Ronaldo acusa a escola de omissão de socorro, já que segundo ele, a vigia da escola teria sido avisada que a briga estaria acontecendo e teria dito que não poderia se ausentar da portaria porque não havia outro responsável pela escola, no horário. Ele também acusa a diretora da unidade, Flávia Valéria Moraes, de negligência, pois em outras ocasiões já teria avisado a mesma, de que sua filha estaria sendo ofendida por outras colegas de turma.
“Sempre procurei a diretora pra saber o que estava acontecendo, e toda vez que eu ia procurar, ela me dizia que estava tomando providências, mas eu nunca tinha uma resposta dessas providências”, disse.
A reportagem teve acesso ao vídeo, que mostra vários alunos uniformizados, rindo e incentivando a briga das duas adolescentes. A cena só termina quando um senhor chega ao local e aparta a briga. De acordo com Ronaldo a briga teria acontecido depois que os alunos foram liberados mais cedo, após terminarem uma prova.
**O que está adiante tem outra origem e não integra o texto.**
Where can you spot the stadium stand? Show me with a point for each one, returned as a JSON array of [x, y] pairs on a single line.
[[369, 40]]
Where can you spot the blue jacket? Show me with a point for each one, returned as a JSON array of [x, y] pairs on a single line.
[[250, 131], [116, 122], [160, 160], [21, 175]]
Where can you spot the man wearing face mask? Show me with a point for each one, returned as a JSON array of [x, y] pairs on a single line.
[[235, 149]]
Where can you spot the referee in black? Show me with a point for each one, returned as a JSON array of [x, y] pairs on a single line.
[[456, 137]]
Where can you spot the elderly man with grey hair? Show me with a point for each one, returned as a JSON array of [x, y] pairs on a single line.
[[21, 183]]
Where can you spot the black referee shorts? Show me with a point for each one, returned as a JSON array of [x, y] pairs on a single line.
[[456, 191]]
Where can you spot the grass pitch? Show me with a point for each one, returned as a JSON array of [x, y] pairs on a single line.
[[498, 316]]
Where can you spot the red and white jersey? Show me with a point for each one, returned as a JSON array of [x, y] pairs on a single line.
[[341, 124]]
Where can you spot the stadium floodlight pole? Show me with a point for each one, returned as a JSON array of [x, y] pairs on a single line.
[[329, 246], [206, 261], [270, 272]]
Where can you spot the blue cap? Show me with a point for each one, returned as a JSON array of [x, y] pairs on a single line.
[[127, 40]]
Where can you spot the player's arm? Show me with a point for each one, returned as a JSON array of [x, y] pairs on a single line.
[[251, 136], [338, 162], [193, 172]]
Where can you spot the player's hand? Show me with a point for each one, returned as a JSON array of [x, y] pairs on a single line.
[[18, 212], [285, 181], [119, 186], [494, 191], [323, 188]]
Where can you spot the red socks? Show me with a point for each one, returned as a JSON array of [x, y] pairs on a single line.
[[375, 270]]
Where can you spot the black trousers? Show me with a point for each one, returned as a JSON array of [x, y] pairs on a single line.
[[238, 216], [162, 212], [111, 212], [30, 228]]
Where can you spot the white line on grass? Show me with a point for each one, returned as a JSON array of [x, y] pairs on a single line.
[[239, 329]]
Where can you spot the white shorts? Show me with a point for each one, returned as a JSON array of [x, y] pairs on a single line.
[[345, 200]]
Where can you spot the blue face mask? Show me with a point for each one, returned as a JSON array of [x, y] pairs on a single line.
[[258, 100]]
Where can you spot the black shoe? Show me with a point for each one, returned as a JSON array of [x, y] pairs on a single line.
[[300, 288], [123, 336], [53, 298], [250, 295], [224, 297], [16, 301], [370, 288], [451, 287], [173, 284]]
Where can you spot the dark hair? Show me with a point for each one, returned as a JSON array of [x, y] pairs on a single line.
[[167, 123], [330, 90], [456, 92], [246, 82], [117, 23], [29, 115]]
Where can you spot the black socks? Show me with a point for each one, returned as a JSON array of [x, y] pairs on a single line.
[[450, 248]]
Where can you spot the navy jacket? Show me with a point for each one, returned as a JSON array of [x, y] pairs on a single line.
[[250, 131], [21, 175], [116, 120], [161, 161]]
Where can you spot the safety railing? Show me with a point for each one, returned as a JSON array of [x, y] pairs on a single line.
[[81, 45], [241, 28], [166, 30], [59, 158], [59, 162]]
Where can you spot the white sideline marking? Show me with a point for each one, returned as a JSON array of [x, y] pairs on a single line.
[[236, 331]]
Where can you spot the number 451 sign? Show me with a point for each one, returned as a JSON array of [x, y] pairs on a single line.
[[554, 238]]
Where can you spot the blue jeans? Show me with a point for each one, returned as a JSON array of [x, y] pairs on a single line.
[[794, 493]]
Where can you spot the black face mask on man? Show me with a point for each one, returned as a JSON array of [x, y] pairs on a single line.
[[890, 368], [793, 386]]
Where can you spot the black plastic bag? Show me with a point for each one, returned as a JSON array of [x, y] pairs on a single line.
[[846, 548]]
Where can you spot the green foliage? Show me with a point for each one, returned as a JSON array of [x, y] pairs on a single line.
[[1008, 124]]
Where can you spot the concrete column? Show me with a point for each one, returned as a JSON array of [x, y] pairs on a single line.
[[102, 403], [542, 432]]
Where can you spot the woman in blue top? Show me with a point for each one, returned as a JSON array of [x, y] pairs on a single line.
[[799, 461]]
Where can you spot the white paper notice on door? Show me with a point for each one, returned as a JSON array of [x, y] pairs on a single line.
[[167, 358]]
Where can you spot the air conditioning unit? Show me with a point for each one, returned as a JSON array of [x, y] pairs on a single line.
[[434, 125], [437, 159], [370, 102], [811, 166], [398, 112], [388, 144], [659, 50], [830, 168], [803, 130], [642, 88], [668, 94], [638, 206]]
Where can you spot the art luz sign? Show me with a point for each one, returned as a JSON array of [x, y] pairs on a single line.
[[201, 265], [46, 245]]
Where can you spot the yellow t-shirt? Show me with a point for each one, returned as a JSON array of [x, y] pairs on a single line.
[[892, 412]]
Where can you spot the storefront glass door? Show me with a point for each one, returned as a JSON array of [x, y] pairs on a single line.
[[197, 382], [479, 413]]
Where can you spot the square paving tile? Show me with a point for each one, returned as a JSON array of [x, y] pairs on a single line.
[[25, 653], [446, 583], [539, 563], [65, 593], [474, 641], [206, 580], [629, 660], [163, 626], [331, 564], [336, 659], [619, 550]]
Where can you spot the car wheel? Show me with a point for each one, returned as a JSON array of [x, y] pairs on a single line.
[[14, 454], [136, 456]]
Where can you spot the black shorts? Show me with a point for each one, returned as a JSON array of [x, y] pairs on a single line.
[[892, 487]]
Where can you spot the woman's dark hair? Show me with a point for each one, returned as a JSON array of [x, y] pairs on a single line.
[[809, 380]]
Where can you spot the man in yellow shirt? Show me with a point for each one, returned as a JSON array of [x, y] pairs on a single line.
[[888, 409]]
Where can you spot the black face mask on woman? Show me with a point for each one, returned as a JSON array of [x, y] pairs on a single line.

O pai da menor registrou o caso na 119ª Delegacia de Polícia de Rio Bonito, como lesão corporal provocada por socos, tapas e pontapés. De acordo com o delegado Paulo Henrique da Silva Pinto, os envolvidos no caso estão sendo ouvidos e a investigação está sendo feita. Ronaldo também procurou o Conselho Tutelar e a Diretoria Regional Pedagógica do Estado para registrar o caso. O funcionário público contou que apesar de ter sido solicitado o exame de corpo de delito, o procedimento não foi feito porque as escoriações foram cuidadas em casa e já havia passado cerca de 48h do acontecido.
Resposta
A reportagem da FOLHA entrou em contato com a diretora da escola. Ela informou que somente a Assessoria de Comunicação da Secretaria Estadual de Educação poderia falar sobre o caso. Através de email, o órgão enviou a seguinte nota:
“Em relação ao ocorrido no Colégio Estadual Professor Dyrceu Rodrigues da Costa, em Rio Bonito, a Secretaria de Estado de Educação informa que a direção da unidade tomou todas as providências necessárias, tão logo soube da briga das alunas, ocorrida fora da unidade escolar. Ao contrário do que foi relatado pelo pai da aluna, a vigia da escola afirma não ter tomado conhecimento do caso. A diretora conversou com os alunos envolvidos, convocou os pais e comunicou o fato ao Conselho Tutelar. Na última sexta-feira, 13, houve uma nova reunião com a turma dos alunos envolvidos (alunos, responsáveis, direção e Conselho Tutelar) para tratar do tema”.